From our statewide group of mathematicians comes this beautiful paper on what is expected of entering college students, in terms of math.  It is probably not what you would have expected to see:  it provides a groundwork for innovative math pathways and many schools are changing their approach to math (not because of this paper, necessarily, but because math teachers work hard at understanding how to teach math).  At OC, this is resulting in many changes (all born of very hard work from our math faculty), and there are more to come.

Finally (although I’d love to list a lot more papers!), here’s a crucially important paper on enrollment management.  It’s from ASCCC.  It advises local Senates to develop enrollment management philosophies and to address issues in their districts/colleges.  There is no more important issue at this particular point in time.  The paper leaves it open as to what kinds of policies local Senates should adopt, but this difficult topic should be broached – and in our Senate, I’m thinking sooner rather than later.  Now that we get a reprieve from talking strictly about money, the question of enrollment management (and how it relates to priority registration, class offerings, class caps, support services, mix of courses and so much more) needs to be addressed.  Please try and glance at this one!

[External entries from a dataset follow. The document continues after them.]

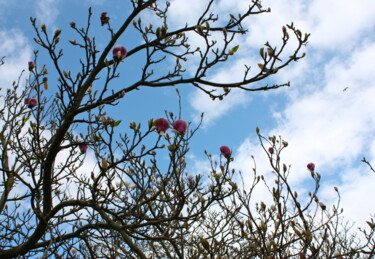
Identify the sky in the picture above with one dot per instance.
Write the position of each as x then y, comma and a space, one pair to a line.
322, 123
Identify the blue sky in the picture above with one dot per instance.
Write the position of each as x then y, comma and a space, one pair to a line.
322, 123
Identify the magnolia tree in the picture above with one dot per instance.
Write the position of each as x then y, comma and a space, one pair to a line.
130, 204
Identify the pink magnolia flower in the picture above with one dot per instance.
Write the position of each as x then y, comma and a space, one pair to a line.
180, 126
104, 19
225, 150
32, 102
161, 125
31, 66
311, 167
83, 147
119, 53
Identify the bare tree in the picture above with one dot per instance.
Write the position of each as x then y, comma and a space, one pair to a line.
131, 205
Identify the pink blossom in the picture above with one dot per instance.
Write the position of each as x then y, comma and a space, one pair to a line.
225, 150
311, 167
322, 205
32, 102
161, 125
83, 147
180, 126
31, 66
119, 52
104, 19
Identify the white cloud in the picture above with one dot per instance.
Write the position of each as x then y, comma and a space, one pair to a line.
47, 11
17, 52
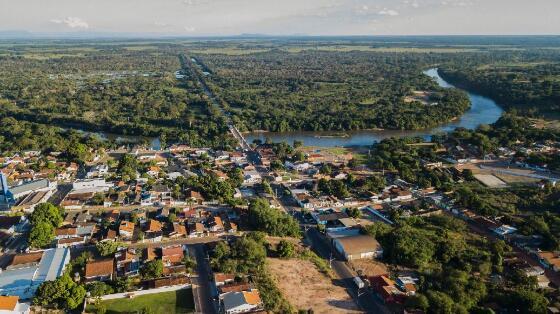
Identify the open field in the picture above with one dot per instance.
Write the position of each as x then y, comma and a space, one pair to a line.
174, 302
306, 288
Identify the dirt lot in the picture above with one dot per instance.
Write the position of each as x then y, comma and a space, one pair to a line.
305, 287
369, 267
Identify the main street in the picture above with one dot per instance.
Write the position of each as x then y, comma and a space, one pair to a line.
365, 298
202, 287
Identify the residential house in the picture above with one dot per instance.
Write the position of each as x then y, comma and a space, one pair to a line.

Going forward, all of this homework will help us construct a wise Educational Master Plan.






Registration Priorities – AP 5055

When registration priorities were last discussed, Oxnard College was in the midst of the program discontinuance/budget crisis of 2011.  We didn’t spend a lot of time on this document.

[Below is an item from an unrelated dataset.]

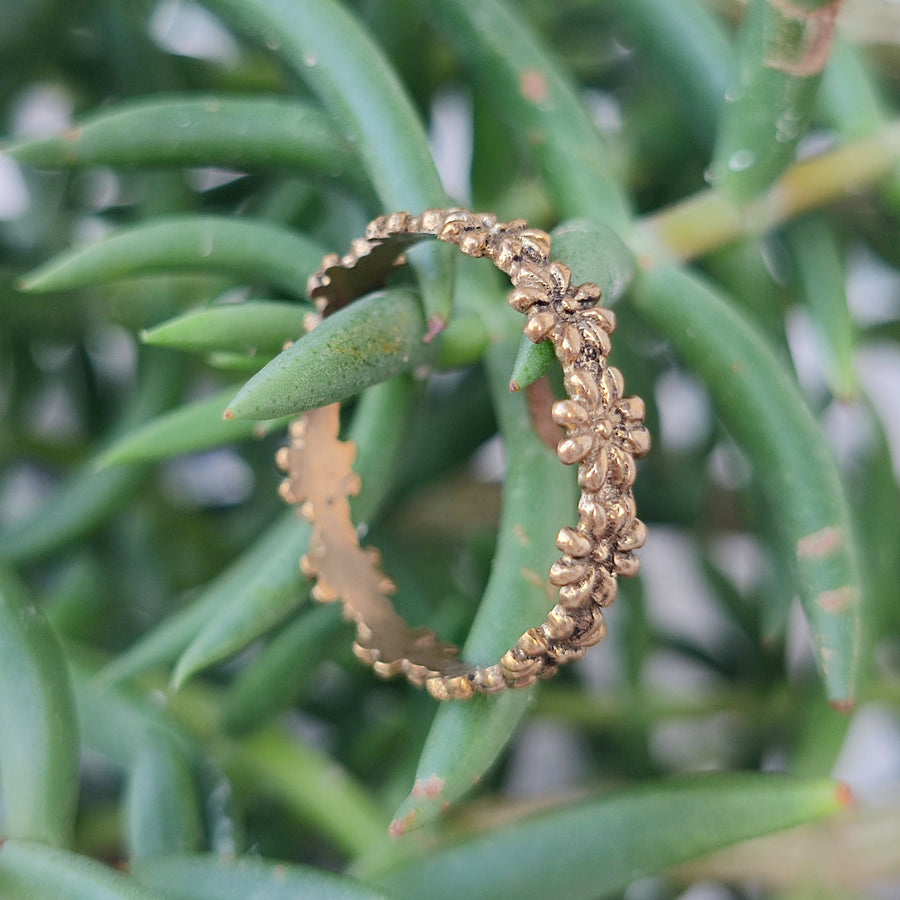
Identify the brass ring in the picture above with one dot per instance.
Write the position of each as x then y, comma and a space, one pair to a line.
605, 435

In the meantime, the State of California has passed a new bill of its own, signed into law, the intent of which is to address some of the same issues (students with too many units drop in priority).

However, several things about AP 5055 need to be discussed.  There are three places on our Campus that should be having conversation about this policy:



Student Success.

In investigating how other districts and colleges handle registration priorities, I’ve learned a lot.  One issue that is of concern to an increasing number of districts and colleges is that local students receive priority registration, so that classes do not fill up with students from other areas.  Why is this important?

First, in our county, we are actually operated by law as an entity created by the citizens of Ventura County who, by Measure S, are supporting our wonderful campus improvements.  They are paying that Bond back.  They, and their children, deserve education.  As more and more colleges become impacted, and classes close early, giving some priority to students within certain zipcodes is a good alternative.

As Oxnard College’s FTES/workload cap is reduced, so that we can only serve a fraction of the students we used to, we need to accept and understand that our students do indeed go to Ventura and sometimes, Moorpark, and we should try and make sure that they get their classes at those two places as well.  Our students need to be able to get classes, that’s the bottom line.

So, I’ll be running around with copies of  AP 5055 and suggesting a couple of changes:

a zip code priority (to be combined with the unit priority)


moving high school students in our zip codes into a higher priority.


The current policy places high school students last (we have an exemption, apparently, for our middle college – which may be enough; but I think we should discuss it).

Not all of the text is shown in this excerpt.